For each node in NetAge, the web interface provides an info page with essential information about the node, its partners (genes/proteins/miRNAs) and the miRNA-regulated networks to which it belongs. All entries are clearly annotated, and provide several external links to relevant databases. In addition, the user can get a graphical view of the local topology of the node. OrthoLinks allow the user to quickly navigate from a node which has orthologs in the other NetAge species to their info pages. The latter could in particular be important for comparative studies as well as for choosing new candidates for experimental modeling.

Availability

NetAge is freely available at http://netage-project.org. The NetAge xml data files can be freely downloaded and used according to the GNU Public License. MySQL dump files are also accessible upon request.

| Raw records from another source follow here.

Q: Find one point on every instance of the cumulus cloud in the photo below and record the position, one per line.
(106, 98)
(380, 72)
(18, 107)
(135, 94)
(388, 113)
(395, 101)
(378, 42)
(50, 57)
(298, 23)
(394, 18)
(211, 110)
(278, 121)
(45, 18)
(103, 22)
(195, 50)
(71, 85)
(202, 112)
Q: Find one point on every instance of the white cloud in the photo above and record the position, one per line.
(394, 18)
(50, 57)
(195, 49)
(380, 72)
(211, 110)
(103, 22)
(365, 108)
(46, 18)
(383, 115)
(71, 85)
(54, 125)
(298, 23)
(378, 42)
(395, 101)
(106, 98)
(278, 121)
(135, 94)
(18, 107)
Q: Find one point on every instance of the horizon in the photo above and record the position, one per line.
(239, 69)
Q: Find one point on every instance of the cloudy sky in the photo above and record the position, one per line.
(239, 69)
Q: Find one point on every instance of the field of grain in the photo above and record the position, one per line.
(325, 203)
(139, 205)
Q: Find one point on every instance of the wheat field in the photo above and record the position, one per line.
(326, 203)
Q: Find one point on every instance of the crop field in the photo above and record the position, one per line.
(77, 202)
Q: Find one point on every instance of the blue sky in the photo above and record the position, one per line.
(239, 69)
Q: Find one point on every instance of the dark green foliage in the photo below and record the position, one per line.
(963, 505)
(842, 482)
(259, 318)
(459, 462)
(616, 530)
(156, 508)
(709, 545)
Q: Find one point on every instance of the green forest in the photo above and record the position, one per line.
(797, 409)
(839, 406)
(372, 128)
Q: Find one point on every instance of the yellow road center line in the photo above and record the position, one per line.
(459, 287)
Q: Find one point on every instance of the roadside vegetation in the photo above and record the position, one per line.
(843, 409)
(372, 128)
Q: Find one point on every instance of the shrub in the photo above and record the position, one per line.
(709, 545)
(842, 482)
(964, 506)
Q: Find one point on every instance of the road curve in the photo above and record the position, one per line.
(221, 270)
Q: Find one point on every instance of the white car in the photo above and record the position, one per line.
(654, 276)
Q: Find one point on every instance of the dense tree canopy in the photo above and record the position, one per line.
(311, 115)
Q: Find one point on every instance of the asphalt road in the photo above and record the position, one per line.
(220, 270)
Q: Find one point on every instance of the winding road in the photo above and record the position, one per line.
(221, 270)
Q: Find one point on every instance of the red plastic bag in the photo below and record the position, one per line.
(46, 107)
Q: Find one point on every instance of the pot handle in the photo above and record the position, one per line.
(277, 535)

Concluding remarks: implications and perspectives

The analysis of LAGs and genes involved in ARDs (atherosclerosis, type 2 diabetes, cancer, and AD) and in aging-associated processes (oxidative stress and chronic inflammation) showed that these genes may act in a cooperative manner via numerous direct and indirect PPIs, and eventually by forming PPI networks. Comparison between the networks highlighted the strong molecular links between aging, longevity and ARDs, indicating that the network-based approach could serve as an efficient tool in biogerontological studies. Specifically, the NetAge database could be helpful:

  1. (1)

    For predicting new pro-longevity targets (genes and/or miRNAs).

  2. (2)

    For the analysis of the links between the determinants of longevity, ARDs and related processes.

  3. (3)

    For comparative biogerontology, in particular, for studying the public and private mechanisms of aging and longevity.

  4. (4)

    For the systems biology of aging.

Since the data sources used by NetAge get continuously updated, we have developed a set of “automatic update” scripts included in the YABNA software, with the aim at maintaining and updating the NetAge database on a quarterly basis.

Future developments include the extension of the database to other species, with particular interest in M. musculus, and further integration of data sources in the NetAge database. For example, one of the important points for future investigations would be the integration of data on functional genomics of aging (Pan et al. 2007). Another point for future focus could be related to the analysis of extracellular proteins, in particular, that of cell–cell and cell–extracellular matrix interactions. As we showed recently (Wolfson et al. 2009), the common gene signature of longevity and ARDs is considerably enriched with genes from the adherens junctions and focal adhesion signaling pathways. As such, it would be interesting to extend the analytic capabilities of the NetAge database by using the data and tools provided by MatrixDB, a database of mammalian protein–protein and protein–carbohydrate interactions involving the extracellular matrix (Chautard et al. 2009).

Another interesting direction would be the integration of predicted miRNA targets into the NetAge database. However, such an approach should be pursued with care such that the cost of having false-positive results does not overweight the gained information.

To the best of our knowledge, the NetAge database is unique in its concept and network content. By making these resources available online, we hope to provide the scientific community with a solid, new network platform for biogerontological research, and encourage greater participation in the systems biology of aging.